Ofi Invest AM: L’ultimo miglio della corsa alla deflazione sarà il più difficile

- di: Ombretta Signori, Head of Macroeconomic Research and Strategy di Ofi Invest AM
 
Negli ultimi mesi, la contrazione dei prezzi dell’energia, la riduzione dell’inflazione nei generi alimentari e la disinflazione nei beni hanno contribuito a normalizzare l’andamento complessivo dell’inflazione stessa. Tuttavia, oggi sembra che il contributo di questi fattori si stia ormai esaurendo e che l’ultimo miglio verso il traguardo prefissato lo si dovrà percorrere agendo quasi esclusivamente sulla componente dei servizi, da sempre la più rigida. Questa è la stessa situazione che si troveranno ad affrontare gli Stati Uniti e l’Unione Europea per poter raggiungere l’agognato 2%.

Per quanto riguarda i primi, lo scorso aprile l’inflazione YoY è tornata al 3,4% e anche le spese per i consumi personali, un parametro che la Federal Reserve considera il suo punto di riferimento, si attesta attualmente al 2,7%. Inoltre, i dati di maggio hanno rilevato che il picco relativo dell’inflazione è stato un episodio sporadico che è già stato riassorbito, in particolare nei servizi legati ai trasporti. Questo quadro attesta come gli Usa si stiano muovendo nella giusta direzione e che nei prossimi mesi l’inflazione dovrebbe normalizzarsi, seguendo un percorso che si è già avviato da inizio anno, come segnalato dall’andamento al ribasso dei consumi. Tuttavia, dall’altro lato bisogna capire che si sta parlando ancora di piccoli passi e che la Fed si sta ancora muovendo sul filo del rasoio. Lo scenario più probabile è quindi che la banca centrale americana opererà il primo taglio dei tassi non prima di settembre, onde evitare brutte sorprese.

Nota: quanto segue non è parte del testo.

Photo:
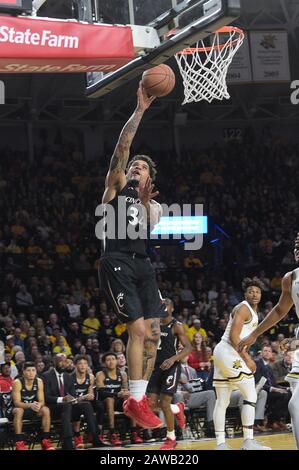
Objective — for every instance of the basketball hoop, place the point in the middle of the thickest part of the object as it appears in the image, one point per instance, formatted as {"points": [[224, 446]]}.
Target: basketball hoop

Per quanto riguarda l’Europa, l’inflazione legata ai servizi si è mantenuta eccessivamente alta nel Regno Unito (al 5,9%) e sta impedendo alla Banca d’Inghilterra di operare il primo taglio dei tassi. Per quanto riguarda l’Area Euro, invece, l’inflazione generale è salita dal 2,4% al 2,6% a maggio, con la componente dei servizi che è balzata dal 3,7% al 4,1%. Data la rigidità intrinseca dei prezzi, è molto improbabile che si contrarrà prima della fine dell’anno, con anche la crescita salariale che si sta mantenendo solida (4,7% contro il 4,5% dell’ultimo trimestre del 2023) e che non dovrebbe rientrare nelle stime previste prima del 2025. Alla luce di ciò, non sorprende che la Bce si sia guardata bene dal fare alcun tipo di promessa su ulteriori tagli dopo quello operato lo scorso 6 giugno e anche le previsioni circa la possibilità di operare un taglio ogni tre mesi sta venendo messa in discussione, visto che l’obiettivo del 2% non dovrebbe essere raggiunto prima della seconda metà del prossimo anno. Un ultimo, ma non meno importante aspetto che interessa il Vecchio Continente riguarda i risultati delle elezioni europee, che hanno visto un’avanzata generale dell’estrema destra e hanno già provocato notevoli ripercussioni in Francia, dove sono state subito indette le elezioni nazionali. Tuttavia, la prima seduta del nuovo parlamento, durante la quale si eleggerà il presidente di quest’ultimo, non si terrà prima del 16 luglio e la seconda sarà addirittura il 16 di settembre, per l’elezione del presidente della Commissione Europea. Pertanto, le istituzioni saranno pienamente operative appena prima delle votazioni per il nuovo presidente degli Stati Uniti.